Last night the US Fed intervened and injected $53b into the market to get things under control. The Fed, unlike the other ‘parties’ does this by just creating more money. It’s effectively another kind of QE at a time when apparently QE is not on the table…
Let’s leave you with some timely commentary from Lance Roberts:
“The rush by the Central Banks globally to ease liquidity, the ECB restarting the QE, and the Federal Reserve cutting rates in the U.S. suggest there is a liquidity problem somewhere in the system.
Given the disproportionate role of quant-driven strategies, leveraged traders, and the compounded risk of “passive strategies,” there is profound market risk when rates rise too quickly. If the correlations that underpin the multitude of algo-driven, levered, risk-parity portfolios begin to fail, there is more than a significant risk of a disorderly reversion in asset prices.

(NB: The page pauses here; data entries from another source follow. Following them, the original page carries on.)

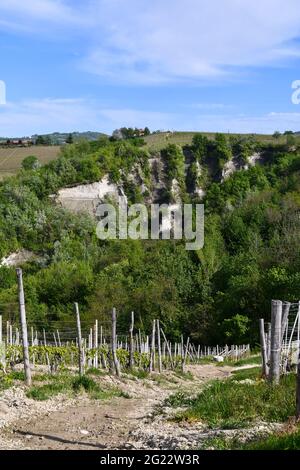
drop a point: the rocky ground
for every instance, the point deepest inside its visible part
(138, 422)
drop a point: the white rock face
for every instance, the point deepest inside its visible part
(254, 158)
(219, 358)
(17, 258)
(86, 197)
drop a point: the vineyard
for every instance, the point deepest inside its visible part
(11, 159)
(100, 346)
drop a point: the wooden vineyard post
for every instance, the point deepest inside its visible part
(159, 347)
(131, 359)
(24, 328)
(96, 344)
(80, 345)
(269, 342)
(185, 355)
(168, 348)
(113, 343)
(263, 346)
(152, 354)
(275, 341)
(285, 315)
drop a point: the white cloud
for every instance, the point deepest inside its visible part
(166, 40)
(66, 115)
(158, 41)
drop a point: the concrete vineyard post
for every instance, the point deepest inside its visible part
(24, 328)
(131, 359)
(275, 341)
(114, 343)
(152, 354)
(263, 347)
(79, 336)
(159, 347)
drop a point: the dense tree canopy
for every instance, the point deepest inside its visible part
(251, 252)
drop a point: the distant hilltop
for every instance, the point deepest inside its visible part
(56, 138)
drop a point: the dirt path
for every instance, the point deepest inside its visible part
(119, 423)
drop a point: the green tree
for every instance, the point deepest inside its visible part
(31, 163)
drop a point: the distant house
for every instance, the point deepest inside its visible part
(17, 143)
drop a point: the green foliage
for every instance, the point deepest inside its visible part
(251, 252)
(31, 163)
(233, 403)
(236, 329)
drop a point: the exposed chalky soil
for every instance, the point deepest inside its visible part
(118, 423)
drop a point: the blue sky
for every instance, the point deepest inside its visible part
(218, 65)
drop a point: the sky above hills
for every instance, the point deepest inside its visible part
(218, 65)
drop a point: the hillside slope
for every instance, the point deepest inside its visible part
(251, 253)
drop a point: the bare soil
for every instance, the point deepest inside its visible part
(62, 423)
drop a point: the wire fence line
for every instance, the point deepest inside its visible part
(280, 344)
(98, 345)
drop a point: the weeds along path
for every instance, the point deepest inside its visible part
(115, 423)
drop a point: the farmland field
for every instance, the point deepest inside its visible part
(11, 159)
(156, 142)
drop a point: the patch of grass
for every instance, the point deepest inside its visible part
(105, 394)
(5, 382)
(46, 391)
(219, 443)
(229, 404)
(177, 400)
(248, 361)
(253, 374)
(17, 375)
(97, 372)
(283, 441)
(139, 373)
(84, 383)
(277, 441)
(184, 375)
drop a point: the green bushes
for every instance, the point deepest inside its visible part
(233, 403)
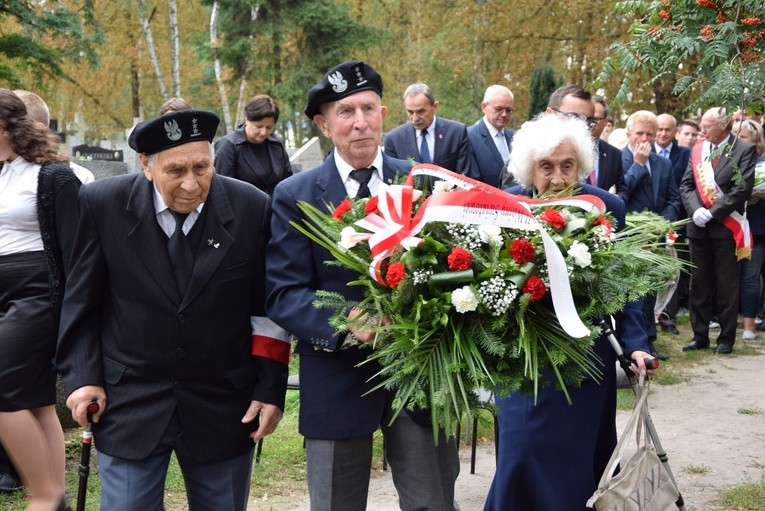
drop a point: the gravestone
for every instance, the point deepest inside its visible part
(308, 156)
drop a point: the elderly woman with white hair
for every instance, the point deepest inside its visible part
(552, 453)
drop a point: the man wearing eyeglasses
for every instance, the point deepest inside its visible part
(714, 189)
(489, 138)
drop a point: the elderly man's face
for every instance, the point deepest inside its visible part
(713, 127)
(556, 172)
(420, 111)
(641, 132)
(354, 124)
(499, 112)
(686, 136)
(667, 130)
(182, 174)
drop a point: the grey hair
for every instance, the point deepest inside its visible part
(153, 157)
(643, 116)
(602, 102)
(419, 88)
(493, 90)
(538, 138)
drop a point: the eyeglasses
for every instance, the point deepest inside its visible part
(591, 122)
(499, 110)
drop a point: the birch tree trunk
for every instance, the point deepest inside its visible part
(152, 50)
(174, 48)
(218, 68)
(247, 69)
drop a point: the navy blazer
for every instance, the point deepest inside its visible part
(655, 191)
(487, 163)
(610, 173)
(334, 403)
(679, 157)
(450, 151)
(125, 327)
(735, 192)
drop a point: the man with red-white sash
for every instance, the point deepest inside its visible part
(714, 189)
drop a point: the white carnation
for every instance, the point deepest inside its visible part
(580, 253)
(348, 240)
(441, 186)
(490, 234)
(464, 299)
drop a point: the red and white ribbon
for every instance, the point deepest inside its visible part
(476, 203)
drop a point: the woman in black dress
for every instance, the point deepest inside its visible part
(252, 152)
(38, 209)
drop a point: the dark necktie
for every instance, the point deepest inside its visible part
(363, 176)
(180, 253)
(424, 152)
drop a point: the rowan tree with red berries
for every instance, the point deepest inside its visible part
(713, 50)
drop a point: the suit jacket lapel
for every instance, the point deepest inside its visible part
(655, 177)
(491, 146)
(216, 239)
(147, 239)
(411, 142)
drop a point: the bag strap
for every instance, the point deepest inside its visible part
(636, 422)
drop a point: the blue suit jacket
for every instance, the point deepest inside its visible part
(451, 150)
(657, 191)
(487, 163)
(332, 387)
(610, 173)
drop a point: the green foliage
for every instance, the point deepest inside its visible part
(543, 84)
(36, 38)
(710, 50)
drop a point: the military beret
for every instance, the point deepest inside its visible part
(342, 81)
(173, 129)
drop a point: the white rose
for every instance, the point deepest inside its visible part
(441, 186)
(490, 234)
(348, 238)
(464, 299)
(580, 253)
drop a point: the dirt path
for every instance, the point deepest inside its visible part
(711, 445)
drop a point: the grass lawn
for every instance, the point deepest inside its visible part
(280, 474)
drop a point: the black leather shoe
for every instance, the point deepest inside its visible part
(724, 348)
(695, 345)
(9, 483)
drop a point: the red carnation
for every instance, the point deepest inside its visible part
(342, 209)
(535, 288)
(371, 205)
(460, 259)
(554, 218)
(522, 251)
(601, 220)
(396, 273)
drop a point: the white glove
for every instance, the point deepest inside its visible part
(701, 216)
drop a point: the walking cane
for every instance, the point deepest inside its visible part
(84, 468)
(650, 364)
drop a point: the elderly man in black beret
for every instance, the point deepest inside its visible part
(163, 325)
(338, 412)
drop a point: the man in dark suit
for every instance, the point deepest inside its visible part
(719, 234)
(163, 322)
(678, 156)
(651, 186)
(490, 139)
(338, 413)
(426, 138)
(607, 172)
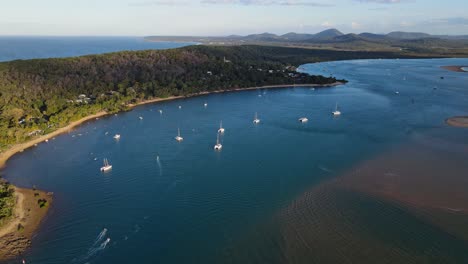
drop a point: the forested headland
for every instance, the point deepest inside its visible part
(42, 95)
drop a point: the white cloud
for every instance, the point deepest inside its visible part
(355, 25)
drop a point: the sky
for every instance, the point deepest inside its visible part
(226, 17)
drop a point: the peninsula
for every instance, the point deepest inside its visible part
(43, 98)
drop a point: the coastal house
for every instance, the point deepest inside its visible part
(35, 133)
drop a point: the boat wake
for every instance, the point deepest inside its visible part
(99, 244)
(159, 165)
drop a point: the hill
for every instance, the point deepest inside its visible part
(412, 43)
(40, 96)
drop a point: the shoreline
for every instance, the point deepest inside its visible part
(27, 212)
(15, 149)
(28, 215)
(455, 68)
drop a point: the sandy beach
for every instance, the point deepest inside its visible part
(455, 68)
(27, 212)
(4, 156)
(28, 215)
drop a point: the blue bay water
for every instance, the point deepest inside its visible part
(195, 205)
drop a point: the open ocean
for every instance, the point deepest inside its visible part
(385, 182)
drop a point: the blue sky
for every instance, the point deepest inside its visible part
(225, 17)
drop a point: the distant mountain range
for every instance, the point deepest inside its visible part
(329, 35)
(334, 34)
(410, 42)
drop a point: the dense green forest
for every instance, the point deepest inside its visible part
(6, 201)
(39, 96)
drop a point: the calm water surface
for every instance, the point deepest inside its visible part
(252, 202)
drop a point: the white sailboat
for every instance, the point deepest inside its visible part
(221, 128)
(179, 138)
(336, 112)
(106, 167)
(256, 120)
(218, 145)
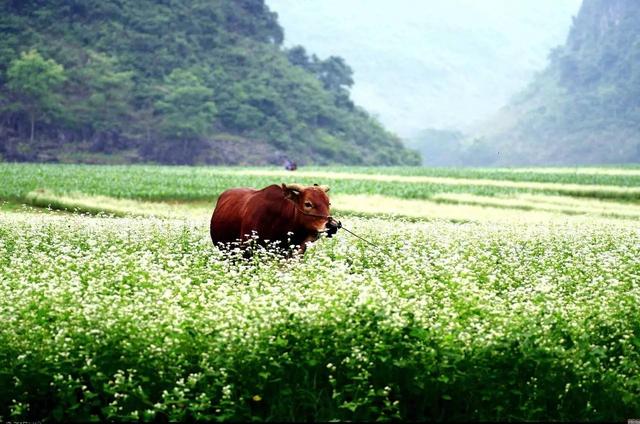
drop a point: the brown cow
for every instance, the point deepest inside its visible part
(290, 214)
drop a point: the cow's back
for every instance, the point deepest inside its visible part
(226, 220)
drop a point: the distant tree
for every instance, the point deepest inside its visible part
(33, 81)
(297, 56)
(106, 93)
(187, 107)
(335, 74)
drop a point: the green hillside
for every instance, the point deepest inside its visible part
(584, 108)
(199, 81)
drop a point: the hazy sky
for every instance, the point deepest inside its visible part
(431, 63)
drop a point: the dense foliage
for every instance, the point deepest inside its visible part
(200, 81)
(585, 107)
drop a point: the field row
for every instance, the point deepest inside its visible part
(446, 206)
(127, 318)
(206, 183)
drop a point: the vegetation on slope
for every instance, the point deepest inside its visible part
(585, 107)
(202, 81)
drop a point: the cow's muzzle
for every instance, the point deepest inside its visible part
(332, 226)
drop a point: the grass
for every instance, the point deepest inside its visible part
(504, 314)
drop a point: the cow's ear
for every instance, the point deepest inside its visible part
(290, 192)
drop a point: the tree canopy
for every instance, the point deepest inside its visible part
(161, 77)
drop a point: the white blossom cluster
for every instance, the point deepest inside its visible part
(126, 318)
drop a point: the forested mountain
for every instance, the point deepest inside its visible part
(431, 63)
(198, 81)
(584, 108)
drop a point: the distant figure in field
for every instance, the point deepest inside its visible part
(290, 165)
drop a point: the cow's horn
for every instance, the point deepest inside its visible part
(296, 187)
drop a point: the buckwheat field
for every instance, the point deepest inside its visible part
(499, 294)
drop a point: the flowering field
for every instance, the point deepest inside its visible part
(512, 313)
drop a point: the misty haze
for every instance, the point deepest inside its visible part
(319, 211)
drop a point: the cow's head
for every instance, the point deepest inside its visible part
(312, 203)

The Central Banks are highly aware of the risks their policies have grown in the financial markets. Years of zero interest rates, massive liquidity injections, and easy financial standards have created the third asset bubble this century. The problem for Central Bankers is the bubble exists in a multitude of asset classes from stocks to bonds, and particularly in the sub-prime corporate debt market.”
Last night was probably just a warning, but it’s a warning that anyone in financial markets needs to take note of. The sheer scale, ‘auto-pilot’ and ‘all-in’ nature of our new norm of passive funds and ETF’s means this could all unwind incredibly quickly, beyond the liquidity capabilities of the system, and without warning.